İşçilerden Gökhan Kuruoğul ise aniden bir duman geldiğini, öncesinde bir alev görmediğini belirterek olayla ilgili şunları anlatmıştı:
"Emniyetçiler görevlerini tam olarak yapmıyorlardı. Gözlük, kulaklık, maskeleri gelip sormaları lazımdı bize, bunlar yoktu. Bantla ilgili uyarılar yapıyorlardı. Bantta yangın çıksa ne yapmam gerektiğine dair bir eğitim almadım, tatbikat yapmadık. Denetçilerin geleceğini bir hafta önceden öğrenirdik. Biraz daha tedbirli olunsa olayın önüne geçilebilirdi. Daha önce ocakta bas konuş sistemi vardı. Herkes bir yerde bir arıza olsa duyuyordu. Bu sistem olsa biz belki arkadaşlarımıza 'Ocağı bir an önce boşaltın' derdik, ölü sayısı daha az olabilirdi."
2003 yılından beri ocakta çalışan Erkan Kılıç ise mahkemeye şu ifadeyi vermişti:
"Olaydan önce 15-20 gündür ocak genelinde sıcaklık vardı. Yangın tüplerinin bazıları boştu. Ben boş tüple kaynak yapmazdım, boş tüp bulunca yukarı çıkarırdım, değiştirildi. Yangın tüpü olmadan emniyetçi kaynak yaptırmazdı. Gaz maskemi altı yıldır kullanıyorum, hiç bakım yapılmadı."
Sanıklar ne dedi?
Davanın bir numaralı sanığı şirketin patronu Can Gürkan, gereken bütün önlemleri aldıklarını belirterek kendisini şu sözlerle savunmuştu:
"Biz bu işe gerek ben, gerekse babam olsun bütün sermayemizi verdik, emeğimizi ortaya koyduk. 6 bin 400 kişiye ekmek kapısı açtık.
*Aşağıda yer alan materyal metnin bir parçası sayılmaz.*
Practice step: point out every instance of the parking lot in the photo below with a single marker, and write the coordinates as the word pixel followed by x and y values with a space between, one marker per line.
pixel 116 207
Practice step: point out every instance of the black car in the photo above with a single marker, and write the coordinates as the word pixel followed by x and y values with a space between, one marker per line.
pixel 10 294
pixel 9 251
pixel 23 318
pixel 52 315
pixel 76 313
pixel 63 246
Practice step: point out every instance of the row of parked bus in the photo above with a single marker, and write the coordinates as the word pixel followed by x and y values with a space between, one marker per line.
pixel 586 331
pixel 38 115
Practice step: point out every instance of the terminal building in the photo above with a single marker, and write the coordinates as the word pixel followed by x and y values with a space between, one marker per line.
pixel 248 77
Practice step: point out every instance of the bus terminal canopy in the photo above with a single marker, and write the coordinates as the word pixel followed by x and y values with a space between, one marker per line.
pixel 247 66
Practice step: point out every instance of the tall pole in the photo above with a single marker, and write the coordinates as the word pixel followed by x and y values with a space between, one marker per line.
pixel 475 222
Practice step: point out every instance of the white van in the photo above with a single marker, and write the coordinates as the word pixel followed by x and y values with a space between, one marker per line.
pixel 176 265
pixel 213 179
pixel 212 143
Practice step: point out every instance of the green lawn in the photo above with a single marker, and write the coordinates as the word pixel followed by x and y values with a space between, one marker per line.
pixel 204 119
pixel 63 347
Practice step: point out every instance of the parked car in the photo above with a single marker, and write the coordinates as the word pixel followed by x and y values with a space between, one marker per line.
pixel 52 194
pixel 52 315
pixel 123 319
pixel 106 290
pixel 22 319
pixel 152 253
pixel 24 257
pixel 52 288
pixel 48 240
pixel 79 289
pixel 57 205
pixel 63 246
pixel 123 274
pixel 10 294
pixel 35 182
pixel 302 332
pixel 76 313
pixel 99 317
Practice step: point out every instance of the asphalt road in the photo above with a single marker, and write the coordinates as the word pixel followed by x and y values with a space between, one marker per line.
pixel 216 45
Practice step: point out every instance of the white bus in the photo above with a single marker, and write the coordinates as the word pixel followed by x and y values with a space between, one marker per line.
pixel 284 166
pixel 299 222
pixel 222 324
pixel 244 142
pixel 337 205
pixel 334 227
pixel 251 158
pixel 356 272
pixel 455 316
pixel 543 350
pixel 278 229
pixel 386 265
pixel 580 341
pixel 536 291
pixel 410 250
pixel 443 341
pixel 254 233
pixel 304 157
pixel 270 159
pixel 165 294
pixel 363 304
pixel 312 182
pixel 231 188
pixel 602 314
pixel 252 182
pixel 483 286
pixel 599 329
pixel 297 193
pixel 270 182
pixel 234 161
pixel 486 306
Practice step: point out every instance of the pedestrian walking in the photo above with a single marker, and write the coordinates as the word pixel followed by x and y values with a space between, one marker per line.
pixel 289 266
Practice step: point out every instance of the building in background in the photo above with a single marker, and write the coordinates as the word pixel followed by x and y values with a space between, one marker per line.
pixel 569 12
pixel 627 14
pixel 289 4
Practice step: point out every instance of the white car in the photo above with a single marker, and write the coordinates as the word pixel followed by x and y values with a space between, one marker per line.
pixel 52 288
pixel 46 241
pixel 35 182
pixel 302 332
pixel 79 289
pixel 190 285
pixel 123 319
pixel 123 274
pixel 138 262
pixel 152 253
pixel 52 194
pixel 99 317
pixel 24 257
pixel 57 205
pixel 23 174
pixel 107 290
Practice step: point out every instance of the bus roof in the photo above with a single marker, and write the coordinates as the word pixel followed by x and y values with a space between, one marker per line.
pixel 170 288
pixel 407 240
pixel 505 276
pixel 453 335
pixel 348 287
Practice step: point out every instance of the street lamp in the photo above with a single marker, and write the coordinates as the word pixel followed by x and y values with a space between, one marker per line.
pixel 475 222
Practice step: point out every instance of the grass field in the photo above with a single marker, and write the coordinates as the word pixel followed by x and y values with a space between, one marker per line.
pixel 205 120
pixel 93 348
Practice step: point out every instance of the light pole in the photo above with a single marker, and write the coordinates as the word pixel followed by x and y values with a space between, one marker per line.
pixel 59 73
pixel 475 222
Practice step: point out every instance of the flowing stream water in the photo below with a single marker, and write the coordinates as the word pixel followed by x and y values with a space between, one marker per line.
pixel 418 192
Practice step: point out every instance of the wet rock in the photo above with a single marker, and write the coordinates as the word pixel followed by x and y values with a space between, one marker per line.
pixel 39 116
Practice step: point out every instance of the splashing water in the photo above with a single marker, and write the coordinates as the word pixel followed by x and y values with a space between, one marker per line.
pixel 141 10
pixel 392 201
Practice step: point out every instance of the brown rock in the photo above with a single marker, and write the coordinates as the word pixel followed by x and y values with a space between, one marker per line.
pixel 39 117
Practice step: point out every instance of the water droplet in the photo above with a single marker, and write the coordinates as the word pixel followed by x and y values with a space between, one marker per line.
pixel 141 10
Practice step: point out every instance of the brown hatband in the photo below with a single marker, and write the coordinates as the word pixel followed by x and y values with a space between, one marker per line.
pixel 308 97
Meydana gelen kazada en çok biz mağdur olduk. Bütün yatırımlarımızı güvenlik önlemlerine harcadık. Olayla ilgili olarak kusur ve ihmalimin olduğunu düşünmüyorum.”
İşletme Müdürü Akın Çelik ise herhangi bir can kaybına neden olabilecek projeyle ilgisi olmadığını söylüyor. İşletmede iş güvenliğiyle ilgilendiğini belirten Çelik kendisini şöyle savunuyor:
"Biz bütün güvenliği tam olarak aldık. Havalandırma sisteminin şekli; seri değil, karma havalandırma sistemi dediğimiz biçimdeydi. Ben orada herhangi bir risk görmedim. Olayın oluş şekli, olayda gizlidir."
Kendisinin de bir dakikayla kurtarıldığını, ardından da kurtarma çalışmalarına katıldığını belirten Çelik, "Ailelerin acılarını yürekten hissediyorum. Belki benim de ailem, onların arasında olacaktı" demişti.
Bir duruşma sırasında şirketin patronu Gürkan, olayda sabotaj olabileceğini gündeme getirerek, “PKK ve FETÖ gibi örgütlerin parmağı olabilir” diye şikayette bulundu. Gürkan’ın suç duyurusu mahkeme tarafından reddedildi.
Faciadan sonra ne oldu?
Soma faciasından sonra hükümet maden işletmeciliği ve iş güvenliğiyle ilgili bazı yasa ve mevzuat değişiklikleri yaptı.
Bu değişikliklere göre:
- Çalışma süresi altı saat ile sınırlandırıldı
- Maden işçilerinin ücreti en az iki asgari ücret düzeyine çıkarıldı
- Maden işçilerinde emeklilik yaşı 50’ye düşürüldü
- Enerji ve Tabii Kaynaklar Bakanlığı'nın bir yıl içerisinde hangi madenlere yaşam odası kurulacağına karar vereceğini belirten yasa kabul edildi.
- Soma faciasında hayatını kaybedenlerin yakınlarına maaş bağlanması için gerekli düzenlemeler yapıldı.
Madenci ölümleri bitti mi?
Soma’nın ardında da madenlerde ölümler devam etti. İşçi Sağlığı ve İş Güvenliği Meclisi'nin verilerine göre, 2014’te Soma faciasının dışında 85 madenci daha öldü. 2015’te 67, 2016’da 73, 2017’de 93, 2018’in ilk altı ayında ise 27 madenci hayatını kaybetti.